Bam W J
S Afr Med J. 1977 Nov 5;52(20):801-5.
Act 101 of 1965 replaced Act 13 of 1928 because the latter had become obsolete. Act 101 makes many new demands on and restricts certain privileges of the medical profession. New ideas, particularly if they restrict previous privileges, are resented. Also, new ideas do not necessarily denote progress. I am of the opinion that these curtailments are detrimental to public benefit. However, to provide positive suggestions to ease the situation is extremely difficult. All those concerned with public welfare should once again review public requirements.
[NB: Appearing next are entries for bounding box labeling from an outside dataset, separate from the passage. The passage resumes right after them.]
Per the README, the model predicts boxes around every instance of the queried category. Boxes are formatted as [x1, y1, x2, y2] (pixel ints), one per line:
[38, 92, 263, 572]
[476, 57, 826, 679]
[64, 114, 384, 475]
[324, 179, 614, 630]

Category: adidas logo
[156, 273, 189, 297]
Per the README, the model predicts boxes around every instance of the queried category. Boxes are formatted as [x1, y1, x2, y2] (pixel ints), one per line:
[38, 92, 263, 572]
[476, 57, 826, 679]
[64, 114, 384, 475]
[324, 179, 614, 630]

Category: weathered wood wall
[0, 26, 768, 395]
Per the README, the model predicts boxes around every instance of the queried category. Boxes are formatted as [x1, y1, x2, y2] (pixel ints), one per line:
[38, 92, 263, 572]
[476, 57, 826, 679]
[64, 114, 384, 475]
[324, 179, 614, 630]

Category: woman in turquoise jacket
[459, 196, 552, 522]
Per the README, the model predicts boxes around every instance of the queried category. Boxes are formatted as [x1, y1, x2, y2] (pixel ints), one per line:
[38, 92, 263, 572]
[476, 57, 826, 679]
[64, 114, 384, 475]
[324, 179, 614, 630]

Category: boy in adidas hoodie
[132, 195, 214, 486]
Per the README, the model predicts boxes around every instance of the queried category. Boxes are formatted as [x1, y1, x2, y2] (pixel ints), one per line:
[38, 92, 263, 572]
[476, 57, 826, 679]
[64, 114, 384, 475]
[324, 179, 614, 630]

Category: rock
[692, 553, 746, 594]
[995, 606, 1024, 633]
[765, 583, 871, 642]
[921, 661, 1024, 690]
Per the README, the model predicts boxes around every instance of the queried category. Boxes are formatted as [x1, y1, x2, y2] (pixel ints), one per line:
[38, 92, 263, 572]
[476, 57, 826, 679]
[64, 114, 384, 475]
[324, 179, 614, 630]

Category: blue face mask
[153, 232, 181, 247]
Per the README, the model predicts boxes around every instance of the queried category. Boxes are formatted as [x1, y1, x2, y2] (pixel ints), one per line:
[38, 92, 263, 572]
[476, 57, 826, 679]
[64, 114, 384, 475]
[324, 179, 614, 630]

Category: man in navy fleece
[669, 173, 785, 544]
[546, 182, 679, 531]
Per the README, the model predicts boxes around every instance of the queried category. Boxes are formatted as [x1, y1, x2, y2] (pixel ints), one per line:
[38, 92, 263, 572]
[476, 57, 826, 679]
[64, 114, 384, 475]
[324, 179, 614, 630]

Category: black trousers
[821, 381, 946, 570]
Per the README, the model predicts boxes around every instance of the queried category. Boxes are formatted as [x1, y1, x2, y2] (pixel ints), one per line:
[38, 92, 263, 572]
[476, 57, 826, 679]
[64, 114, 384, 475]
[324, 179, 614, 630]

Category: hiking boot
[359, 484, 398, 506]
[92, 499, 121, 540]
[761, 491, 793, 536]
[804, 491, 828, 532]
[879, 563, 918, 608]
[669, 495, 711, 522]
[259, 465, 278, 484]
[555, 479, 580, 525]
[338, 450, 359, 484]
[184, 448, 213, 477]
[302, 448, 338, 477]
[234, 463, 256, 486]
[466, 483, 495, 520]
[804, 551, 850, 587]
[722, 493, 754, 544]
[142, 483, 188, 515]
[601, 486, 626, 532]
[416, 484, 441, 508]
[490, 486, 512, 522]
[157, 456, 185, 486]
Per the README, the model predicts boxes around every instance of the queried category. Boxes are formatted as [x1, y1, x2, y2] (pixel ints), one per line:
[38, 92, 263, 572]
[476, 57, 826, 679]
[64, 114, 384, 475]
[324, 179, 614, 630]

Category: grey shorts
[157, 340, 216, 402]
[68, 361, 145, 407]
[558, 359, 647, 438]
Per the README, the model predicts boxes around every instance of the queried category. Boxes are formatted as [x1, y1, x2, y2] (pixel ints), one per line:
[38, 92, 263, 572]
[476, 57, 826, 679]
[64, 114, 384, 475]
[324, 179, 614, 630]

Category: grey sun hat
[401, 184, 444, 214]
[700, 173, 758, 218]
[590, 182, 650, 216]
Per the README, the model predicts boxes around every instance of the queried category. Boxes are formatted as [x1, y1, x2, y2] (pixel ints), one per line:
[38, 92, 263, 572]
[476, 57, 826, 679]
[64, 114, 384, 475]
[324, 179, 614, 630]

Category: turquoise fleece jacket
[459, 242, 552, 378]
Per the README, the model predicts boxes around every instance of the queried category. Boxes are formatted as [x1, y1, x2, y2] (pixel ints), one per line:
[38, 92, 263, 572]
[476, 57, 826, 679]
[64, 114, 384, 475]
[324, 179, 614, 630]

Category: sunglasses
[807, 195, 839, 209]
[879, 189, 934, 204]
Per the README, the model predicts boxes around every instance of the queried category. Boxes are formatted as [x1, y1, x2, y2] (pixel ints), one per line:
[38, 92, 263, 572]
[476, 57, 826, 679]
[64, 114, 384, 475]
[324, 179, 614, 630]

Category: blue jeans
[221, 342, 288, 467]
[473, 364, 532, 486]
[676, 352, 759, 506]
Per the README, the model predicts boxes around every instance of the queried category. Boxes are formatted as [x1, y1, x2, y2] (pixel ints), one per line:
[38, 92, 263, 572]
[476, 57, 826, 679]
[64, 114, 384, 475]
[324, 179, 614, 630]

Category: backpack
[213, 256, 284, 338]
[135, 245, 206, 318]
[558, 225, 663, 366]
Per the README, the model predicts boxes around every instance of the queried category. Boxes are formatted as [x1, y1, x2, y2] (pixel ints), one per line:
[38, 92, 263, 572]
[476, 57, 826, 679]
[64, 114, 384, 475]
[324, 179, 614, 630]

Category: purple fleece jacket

Ultimately, Act 101 prescribes for the whole population--is it then unreasonable to curtail medical professional freedom? Under the present circumstances this does not seem to be the case. However, sections of the Act may hamper doctors in the performance of their duties.
1965年的第101号法案取代了1928年的第13号法案,因为后者已过时。第101号法案对医疗行业提出了许多新要求,并限制了其某些特权。新观念,尤其是那些限制先前特权的观念,会遭到怨恨。此外,新观念并不一定意味着进步。我认为这些限制对公众利益有害。然而,要提出积极的建议来缓解这种情况极其困难。所有关心公共福利的人都应该再次审视公众需求。最终,第101号法案是为全体民众制定的——那么削减医疗职业自由是否不合理呢?在目前的情况下,似乎并非如此。然而,该法案的某些条款可能会妨碍医生履行职责。